What happened was, when I stopped drinking, the first thing I encountered was a load of sorrow. I know now, with a bit of distance, that was probably just the way it was, and kind of appropriate, I'd been bottling (ahem) everything up. And I knew sorrow, I knew it from my mother. But I didn't know how to deal with it at all, so it overwhelmed me, and that time, in that chapter you're talking about, I was just so frightened that this was my new reality, and it would always be like that. Which I guess covers the Mammy relationship - like, that we just used to fight like two unhappy cats in a bag.

So, you are right actually, that is a way of describing our relationship, of course it is. All leads back to the mother! You have to laugh.  

You make a brief mention of the time you got busted for plagiarism, when a journalist (not named in the book but I think Kim Knight) found you out. This was towards the end of your drinking too much. I talked about how you write with different registers, and there’s a rapidly descending register to that section of the book – you’re falling, plummeting, and I guess it’s either towards redemption or some enduring darkness. Kim’s phone call occurs around about then. Did you panic?

That whole time of my life was a panic, it was awful. I remember the phone call.  

What do you remember about it?

Yeah, I don't want to keep talking about that. It's in the book, people can read it there, I put in what I remember.  

You write about the last drink you ever had – “a big gin and tonic, somewhere between 2am and 3am”. That’s got to be the most important drink you ever had. Can you take us there, the place and the glass and the feeling?

Beefeater gin, out of a bottle on the bench. Tall glass- no ice.

It was the end of a dinner, everyone was gone home. I was listening to Cat Power I think, or Mazzy Star, something a bit maudlin/wispy. I sat on the sofa, probably had a cigarette.

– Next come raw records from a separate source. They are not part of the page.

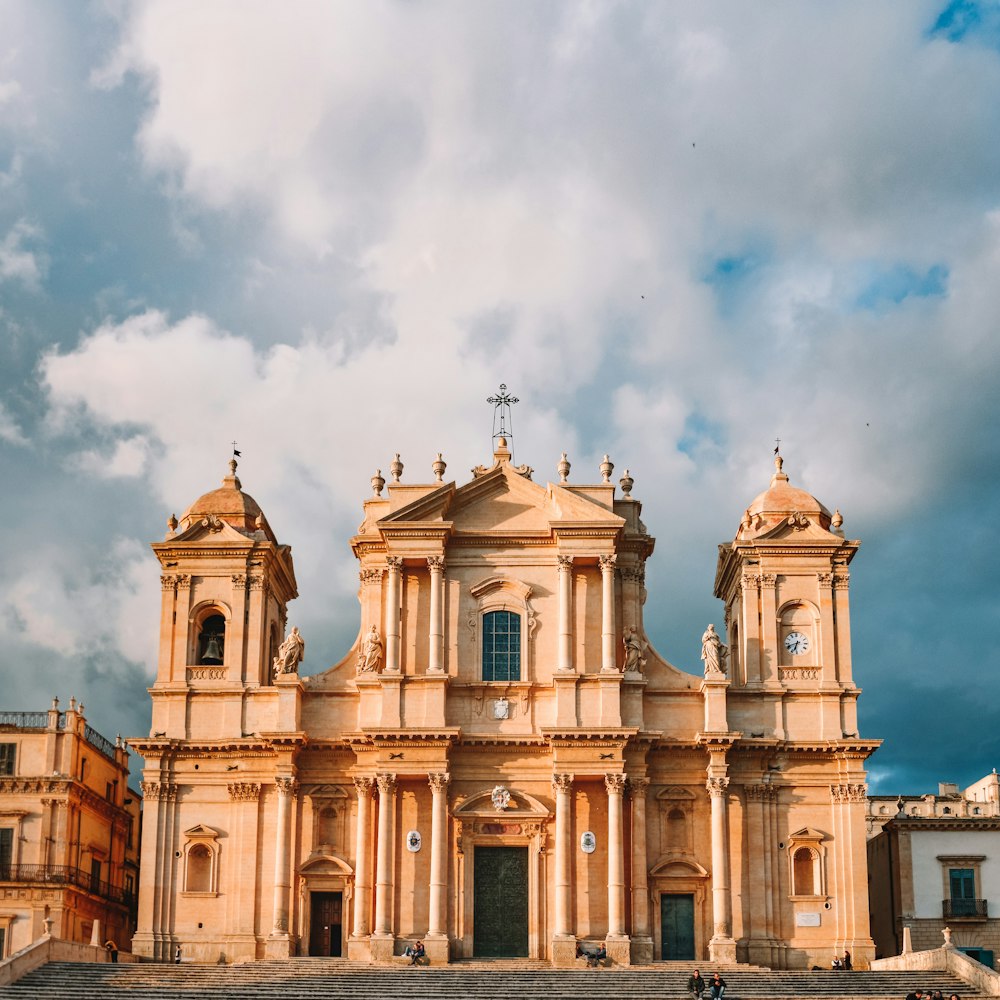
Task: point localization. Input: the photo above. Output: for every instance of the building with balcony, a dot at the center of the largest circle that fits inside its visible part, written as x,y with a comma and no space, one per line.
69,830
934,862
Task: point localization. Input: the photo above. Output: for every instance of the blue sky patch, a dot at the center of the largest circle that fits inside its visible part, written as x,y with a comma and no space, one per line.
972,20
883,285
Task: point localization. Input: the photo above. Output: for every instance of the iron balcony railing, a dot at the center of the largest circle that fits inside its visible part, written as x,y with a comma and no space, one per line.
40,720
65,875
967,909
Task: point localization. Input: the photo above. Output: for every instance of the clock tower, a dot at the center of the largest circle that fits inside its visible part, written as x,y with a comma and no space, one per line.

I don't remember how it tasted or anything, probably awful (warm). No idea that that would be my last drink, I'd have paid closer attention to it, I think, had I known.  

Last question! And this is from that writer friend, who asks: “how often does she want to neck some vodka like Mammy and tell everyone to get fucked?” But actually you answer it in the first chapter when you write that it’s “at certain times of the month”, when you “want to break things”. Is that true? Did you write that for literary affect? Or is that an actual impulse?

It's definitely there, that urge. That's why that bit is up the front. And it is real. If you asked me, I think I would say, I very rarely want a drink these days, or even think about it much, really, but reading back on Grand there's quite a few moments when I say I really want a drink, oh I'd kill for a fucking drink, gimme a vodka etc. That's mostly when I'm with my family I think, ahahaha. And also in Ireland, but I often feel the pull of it there- maybe because some of my memories of drinking in Ireland are really good, happy ones, before it all went a bit wrong.  

Grand: Becoming my mother's daughter by Noelle McCarthy (Penguin, $35) is available in bookstores nationwide.